Na początku pandemii większość z nas martwiła się o swoje zdrowie, finanse, o przyszłość… Lockdown obudził w ludziach dużo niepokoju. Mam wrażenie, że teraz wiele osób boi się otwarcie przyznać, że całkiem podobają im się niektóre zmiany, jakie przyniosła ze sobą pandemia. Zgadzasz się z tym?

96023216_236683044413888_421157385279934220_n.jpg

Tak. Ta sytuacja jest jak lustro, w którym możemy przyjrzeć się sobie, swoim doświadczeniom. Kiedy w naszym życiu pojawia się zmiana, zwłaszcza nieoczekiwana, bardzo często automatyczną reakcją jest opór. Jesteśmy tak skonstruowani, by unikać zmian, w naszym DNA jest zapisany lęk przed zmianą. Jest taka część naszego mózgu, która odpowiada za nasze przetrwanie – i która wszystko, co nieznane, postrzega jako zagrożenie. Myśli wyzwalające w nas niepokój, zmartwienie, stres – to jeden z mechanizmów obronnych. Ale jeśli poddamy się temu nowemu doświadczeniu, dobrowolnie lub nie – tak jak w przypadku lockdownu – zaczynamy dostrzegać, że może jednak ta zmiana, której tak bardzo się obawialiśmy, nie jest wcale taka zła. A może nawet jest całkiem pozytywna.

W chwili, w której zaczęło się mówić o wracaniu do normalności, pojawiły się nowe obawy. W wielu z nas odezwał się lęk przed utratą pozytywnych zmian, jakie czas pandemii wniósł do naszego życia – zwolnienia tempa, prostoty i tak dalej. Jak możemy sobie z tym poradzić?

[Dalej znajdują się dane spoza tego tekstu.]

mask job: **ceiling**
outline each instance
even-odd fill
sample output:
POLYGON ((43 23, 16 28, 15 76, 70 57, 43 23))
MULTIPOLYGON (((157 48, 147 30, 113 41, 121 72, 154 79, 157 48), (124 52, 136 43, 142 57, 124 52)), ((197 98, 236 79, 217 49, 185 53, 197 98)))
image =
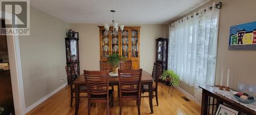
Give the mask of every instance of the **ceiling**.
POLYGON ((33 0, 33 7, 70 23, 164 24, 209 0, 33 0))

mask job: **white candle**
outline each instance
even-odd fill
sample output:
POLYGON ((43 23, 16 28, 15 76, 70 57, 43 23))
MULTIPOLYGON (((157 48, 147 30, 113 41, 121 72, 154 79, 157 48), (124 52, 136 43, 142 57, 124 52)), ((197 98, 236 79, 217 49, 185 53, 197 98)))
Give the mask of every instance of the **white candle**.
POLYGON ((228 87, 229 83, 229 69, 227 69, 227 87, 228 87))
POLYGON ((220 86, 223 86, 223 68, 221 69, 221 84, 220 86))

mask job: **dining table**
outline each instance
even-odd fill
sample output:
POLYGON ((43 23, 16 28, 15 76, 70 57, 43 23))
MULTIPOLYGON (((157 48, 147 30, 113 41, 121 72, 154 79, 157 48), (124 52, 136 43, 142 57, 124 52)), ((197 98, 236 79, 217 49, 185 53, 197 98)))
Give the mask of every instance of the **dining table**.
MULTIPOLYGON (((118 76, 117 74, 116 76, 113 76, 110 77, 109 78, 109 83, 112 85, 118 85, 118 76)), ((153 113, 153 79, 151 75, 145 71, 142 71, 142 75, 141 75, 141 85, 148 85, 148 97, 149 97, 149 103, 150 110, 151 113, 153 113)), ((73 84, 75 84, 75 114, 77 115, 78 113, 78 109, 79 107, 80 103, 80 93, 79 93, 79 86, 84 85, 86 84, 84 80, 84 74, 82 74, 80 75, 75 80, 73 84)))

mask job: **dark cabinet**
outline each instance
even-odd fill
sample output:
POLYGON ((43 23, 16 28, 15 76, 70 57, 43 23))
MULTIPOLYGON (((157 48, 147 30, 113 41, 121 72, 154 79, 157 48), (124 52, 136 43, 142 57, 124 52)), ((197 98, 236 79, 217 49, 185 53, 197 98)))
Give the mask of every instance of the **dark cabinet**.
POLYGON ((156 62, 162 65, 162 71, 163 71, 167 69, 168 39, 159 38, 156 40, 156 62))
POLYGON ((73 64, 78 76, 80 75, 78 41, 78 35, 65 38, 67 64, 73 64))

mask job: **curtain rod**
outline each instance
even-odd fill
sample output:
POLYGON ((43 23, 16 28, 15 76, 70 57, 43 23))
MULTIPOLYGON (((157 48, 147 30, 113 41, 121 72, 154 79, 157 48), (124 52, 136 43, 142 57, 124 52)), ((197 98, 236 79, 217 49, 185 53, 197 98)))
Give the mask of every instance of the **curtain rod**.
MULTIPOLYGON (((222 3, 221 2, 219 2, 217 4, 215 5, 215 7, 218 9, 221 9, 221 7, 222 6, 222 3)), ((212 10, 212 7, 210 7, 210 10, 212 10)), ((204 12, 206 11, 206 9, 204 10, 204 12)), ((199 14, 198 13, 196 14, 196 15, 198 15, 199 14)), ((191 16, 191 18, 193 18, 193 15, 191 16)), ((187 18, 187 19, 188 19, 188 17, 187 18)), ((183 22, 183 20, 181 20, 181 22, 183 22)), ((180 21, 179 21, 179 22, 180 21)))

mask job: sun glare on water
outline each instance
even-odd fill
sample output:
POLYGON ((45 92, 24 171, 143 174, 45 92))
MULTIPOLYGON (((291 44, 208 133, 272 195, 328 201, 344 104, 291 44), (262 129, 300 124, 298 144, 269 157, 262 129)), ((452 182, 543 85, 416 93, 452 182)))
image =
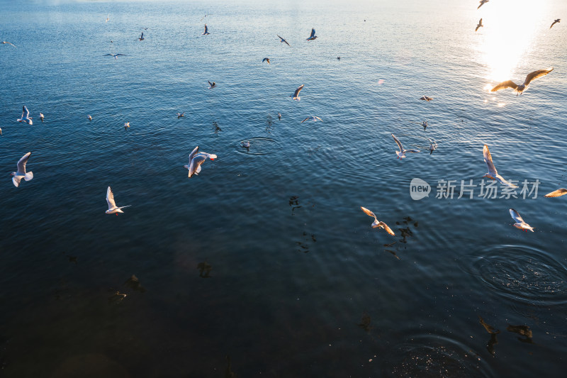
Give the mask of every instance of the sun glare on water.
POLYGON ((547 5, 546 0, 499 0, 481 8, 485 25, 481 50, 489 69, 487 79, 496 82, 517 79, 512 77, 515 69, 537 34, 546 31, 539 21, 547 5))

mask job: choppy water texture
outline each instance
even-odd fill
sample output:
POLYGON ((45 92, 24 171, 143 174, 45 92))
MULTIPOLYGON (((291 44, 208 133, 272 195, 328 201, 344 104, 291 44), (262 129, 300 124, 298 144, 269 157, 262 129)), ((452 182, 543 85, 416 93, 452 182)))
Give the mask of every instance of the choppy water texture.
POLYGON ((567 4, 477 4, 2 2, 0 375, 563 376, 567 4), (435 198, 485 143, 538 198, 435 198))

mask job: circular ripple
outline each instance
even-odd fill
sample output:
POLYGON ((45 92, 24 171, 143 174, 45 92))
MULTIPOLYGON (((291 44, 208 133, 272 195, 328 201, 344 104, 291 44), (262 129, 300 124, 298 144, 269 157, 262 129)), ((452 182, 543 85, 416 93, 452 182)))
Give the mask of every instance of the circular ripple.
POLYGON ((471 257, 471 272, 503 296, 537 304, 567 301, 567 269, 544 251, 501 245, 471 257))
POLYGON ((268 155, 273 153, 278 149, 278 143, 269 138, 251 138, 244 139, 237 143, 236 150, 245 155, 268 155), (240 143, 248 140, 250 142, 250 148, 245 148, 240 143))
POLYGON ((386 359, 391 377, 491 377, 490 367, 476 352, 450 338, 417 335, 395 346, 386 359))

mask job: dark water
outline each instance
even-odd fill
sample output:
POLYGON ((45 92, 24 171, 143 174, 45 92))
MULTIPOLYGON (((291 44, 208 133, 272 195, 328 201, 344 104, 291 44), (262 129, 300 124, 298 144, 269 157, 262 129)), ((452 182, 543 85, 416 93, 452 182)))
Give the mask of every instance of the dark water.
POLYGON ((493 3, 2 2, 0 375, 562 376, 567 8, 510 35, 529 3, 493 3), (537 199, 435 198, 484 144, 537 199), (188 179, 196 145, 218 158, 188 179))

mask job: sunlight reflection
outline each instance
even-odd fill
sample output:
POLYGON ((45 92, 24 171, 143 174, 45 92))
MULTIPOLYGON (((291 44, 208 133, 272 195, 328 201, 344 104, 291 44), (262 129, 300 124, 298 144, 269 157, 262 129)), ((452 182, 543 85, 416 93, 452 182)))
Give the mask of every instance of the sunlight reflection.
POLYGON ((538 21, 546 6, 545 0, 538 1, 537 6, 532 0, 500 0, 481 9, 485 26, 481 50, 489 69, 487 79, 513 79, 514 70, 536 35, 546 31, 538 21))

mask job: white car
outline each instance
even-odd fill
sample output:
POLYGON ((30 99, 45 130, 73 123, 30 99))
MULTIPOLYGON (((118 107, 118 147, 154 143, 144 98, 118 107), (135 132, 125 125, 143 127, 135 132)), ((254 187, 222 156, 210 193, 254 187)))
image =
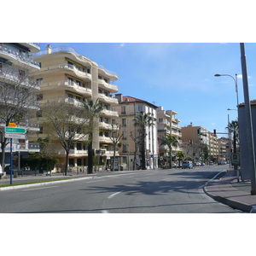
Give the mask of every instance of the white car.
POLYGON ((3 176, 3 172, 2 166, 0 165, 0 179, 2 178, 2 176, 3 176))
POLYGON ((182 169, 193 169, 193 164, 192 161, 183 161, 182 169))

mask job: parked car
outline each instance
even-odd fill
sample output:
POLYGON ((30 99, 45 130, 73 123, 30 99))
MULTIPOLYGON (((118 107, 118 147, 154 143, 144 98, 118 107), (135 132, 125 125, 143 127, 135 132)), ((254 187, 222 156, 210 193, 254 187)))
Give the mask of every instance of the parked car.
POLYGON ((3 176, 3 172, 2 166, 0 165, 0 179, 2 178, 2 176, 3 176))
POLYGON ((183 161, 182 169, 193 169, 193 163, 192 161, 183 161))

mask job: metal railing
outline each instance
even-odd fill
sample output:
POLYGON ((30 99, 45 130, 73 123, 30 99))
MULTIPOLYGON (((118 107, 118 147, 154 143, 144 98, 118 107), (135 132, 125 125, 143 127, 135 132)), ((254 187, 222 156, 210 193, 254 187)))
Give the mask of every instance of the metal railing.
MULTIPOLYGON (((60 46, 60 47, 55 47, 55 48, 52 48, 51 49, 51 53, 56 53, 56 52, 61 52, 61 51, 67 51, 67 52, 71 52, 73 54, 74 54, 78 58, 81 59, 82 61, 92 61, 90 58, 87 58, 84 55, 81 55, 79 54, 78 54, 75 49, 72 47, 68 47, 68 46, 60 46)), ((38 53, 34 54, 34 56, 42 56, 42 55, 47 55, 47 49, 44 50, 40 50, 38 53)), ((116 72, 111 71, 107 69, 103 65, 98 65, 98 68, 104 70, 106 73, 110 73, 112 75, 117 76, 118 73, 116 72)))

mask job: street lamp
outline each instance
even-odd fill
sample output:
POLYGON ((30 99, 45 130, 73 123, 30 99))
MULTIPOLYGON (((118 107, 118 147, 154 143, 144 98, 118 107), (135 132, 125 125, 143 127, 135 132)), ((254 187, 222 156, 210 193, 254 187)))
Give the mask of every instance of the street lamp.
MULTIPOLYGON (((215 74, 214 77, 230 77, 234 80, 235 86, 236 86, 236 110, 237 110, 237 115, 238 115, 238 105, 239 105, 239 102, 238 102, 238 90, 237 90, 237 74, 236 73, 236 79, 234 77, 229 75, 229 74, 219 74, 219 73, 215 74)), ((228 110, 234 110, 234 109, 228 108, 228 110)), ((237 119, 238 119, 238 117, 237 117, 237 119)), ((238 120, 238 122, 239 122, 239 120, 238 120)), ((234 136, 234 139, 235 139, 235 136, 234 136)), ((235 143, 236 143, 236 142, 234 142, 234 146, 235 146, 235 143)), ((236 147, 234 147, 234 154, 236 154, 236 147)), ((236 170, 236 172, 237 172, 237 183, 239 183, 239 171, 238 171, 238 166, 236 165, 234 165, 234 170, 236 170)))
POLYGON ((237 90, 237 73, 236 73, 236 79, 229 74, 219 74, 217 73, 214 75, 214 77, 230 77, 233 79, 233 80, 235 81, 235 86, 236 86, 236 108, 237 108, 237 111, 238 111, 238 105, 239 105, 239 102, 238 102, 238 90, 237 90))

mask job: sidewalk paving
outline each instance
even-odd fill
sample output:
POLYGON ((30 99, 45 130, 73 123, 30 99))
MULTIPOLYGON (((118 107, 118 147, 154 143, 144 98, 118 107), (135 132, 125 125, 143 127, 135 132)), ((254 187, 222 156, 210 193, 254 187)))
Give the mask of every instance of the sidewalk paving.
POLYGON ((237 183, 236 171, 229 171, 221 179, 210 181, 204 191, 215 201, 243 212, 250 212, 256 206, 256 195, 251 195, 251 183, 237 183))

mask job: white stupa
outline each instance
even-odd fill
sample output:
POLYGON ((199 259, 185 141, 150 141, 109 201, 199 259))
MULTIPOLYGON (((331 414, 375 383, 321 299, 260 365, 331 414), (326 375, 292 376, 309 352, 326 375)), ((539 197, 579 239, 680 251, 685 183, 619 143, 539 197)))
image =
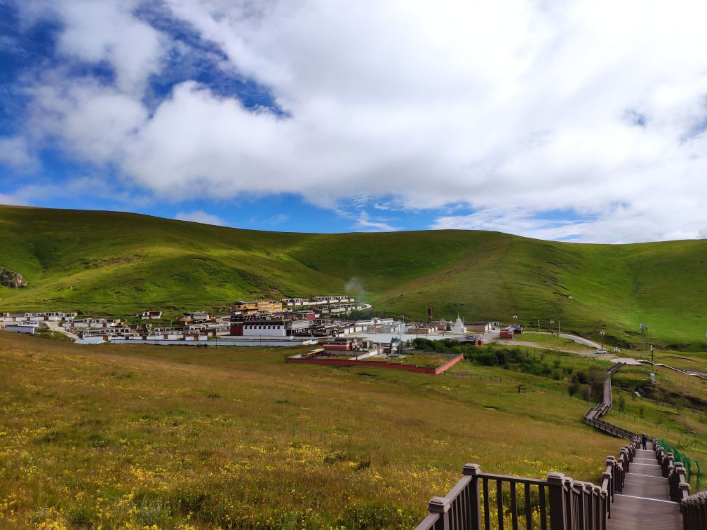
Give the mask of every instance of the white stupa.
POLYGON ((452 333, 460 333, 464 334, 467 332, 467 329, 464 327, 464 322, 460 317, 459 314, 457 314, 457 322, 454 323, 454 326, 452 326, 452 333))

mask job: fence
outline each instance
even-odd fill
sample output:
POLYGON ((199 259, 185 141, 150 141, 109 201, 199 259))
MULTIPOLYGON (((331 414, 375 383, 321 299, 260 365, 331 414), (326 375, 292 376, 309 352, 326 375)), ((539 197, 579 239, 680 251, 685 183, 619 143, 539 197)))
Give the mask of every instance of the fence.
POLYGON ((704 530, 707 528, 707 491, 690 495, 690 485, 682 462, 675 461, 672 453, 663 447, 663 440, 653 440, 655 456, 662 476, 668 479, 670 500, 680 503, 683 530, 704 530))
POLYGON ((604 530, 614 495, 624 490, 625 474, 638 440, 607 457, 601 485, 573 481, 561 473, 545 479, 482 473, 475 464, 444 497, 433 497, 429 514, 416 530, 604 530))

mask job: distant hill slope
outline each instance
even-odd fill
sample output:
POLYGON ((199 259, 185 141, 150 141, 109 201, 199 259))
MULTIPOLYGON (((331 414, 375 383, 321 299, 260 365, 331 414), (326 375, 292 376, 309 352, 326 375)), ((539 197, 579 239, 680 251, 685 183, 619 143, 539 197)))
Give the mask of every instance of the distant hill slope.
POLYGON ((133 213, 0 206, 0 310, 127 314, 349 292, 423 318, 560 321, 563 331, 699 348, 707 241, 575 245, 464 230, 299 234, 133 213), (571 295, 571 298, 568 298, 571 295))

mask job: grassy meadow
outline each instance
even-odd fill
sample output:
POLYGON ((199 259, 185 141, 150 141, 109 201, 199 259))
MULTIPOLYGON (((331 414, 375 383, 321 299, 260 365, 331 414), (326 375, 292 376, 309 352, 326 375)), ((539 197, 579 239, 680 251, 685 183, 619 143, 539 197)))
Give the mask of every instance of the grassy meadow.
POLYGON ((286 364, 295 351, 0 333, 0 526, 409 528, 466 462, 597 481, 621 444, 560 382, 286 364))
POLYGON ((294 234, 132 213, 0 206, 0 310, 168 314, 348 292, 387 314, 519 322, 609 346, 704 348, 707 241, 576 245, 467 230, 294 234), (555 324, 556 326, 556 324, 555 324))

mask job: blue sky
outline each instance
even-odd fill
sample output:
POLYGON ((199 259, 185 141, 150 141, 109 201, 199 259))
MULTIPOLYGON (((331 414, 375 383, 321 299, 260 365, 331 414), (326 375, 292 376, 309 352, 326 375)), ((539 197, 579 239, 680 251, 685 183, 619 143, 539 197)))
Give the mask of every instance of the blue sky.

Części osób nie spodoba się moja odpowiedź. Ale tak naprawdę najlepszym sposobem jest bycie z samym sobą brutalnie szczerym. Trzeba po prostu powiedzieć sobie, jak nasze życie wyglądało przed pandemią i jak chcielibyśmy, żeby wyglądało, kiedy pandemia się skończy. Bardzo zasmuca mnie to, że tak wielu z nas nie panuje nad swoim życiem, nie bierze za nie odpowiedzialności; pozwala, żeby decydowały o nim okoliczności, zamiast samemu chwycić za ster. Wiem, że to może być trudne i wymagające. Ale czy życie nie jest tego warte?
Myślę, że pandemia stała się okazją do przyjrzenia się sobie (także tym aspektom siebie, które zwykle spycha się w cień), zaproszeniem do wykonania wewnętrznej pracy i zastanowienia się nad swoim życiem. Teraz, kiedy wszystko powoli wraca do „normalności”, możemy zdecydować, do jakiej „normalności” chcemy wrócić. To przypomina mi cytat, który uwielbiam: „Jeśli nie podoba Ci się, gdzie jesteś, zmień to. Nie jesteś drzewem”. Wiele osób zapomina o tym, że ma wybór.

A co jeśli nie mamy ochoty wracać do intensywnego życia społecznego/towarzyskiego? Czy to musi oznaczać, że stajemy się aspołeczni?

Znowu, myślę, że wszystko sprowadza się do wybrania tego, co jest najlepsze dla nas. Warto zacząć od eksplorowania różnych rozwiązań, by znaleźć taki balans, który działa i uwzględnia nasze potrzeby, pragnienia, przekonania i priorytety, a potem, opierając się na tym, wyznaczać granice między różnymi sferami naszego życia. Ważne też, by przestać traktować swoje życie na zasadzie „wszystko albo nic” i zamiast postrzegać je jako czarno-białe, zacząć przyglądać się jego szarościom. Można być osobą towarzyską, a jednocześnie odczuwać czasem potrzebę bycia w ciszy i samotności. Warto pamiętać, że w różnych momentach mamy różne potrzeby, i dobrze jest je szanować.

83163638_2531488260427288_1363816423293560238_n.jpg

Z jednej strony mówi się o wracaniu do normalności. Z drugiej – wszystko wskazuje na to, że nasza codzienność nie będzie wyglądała dokładnie tak samo. W niektórych osobach może to wywoływać stres. Co możemy zrobić, żeby w tej sytuacji zbudować w sobie poczucie bezpieczeństwa?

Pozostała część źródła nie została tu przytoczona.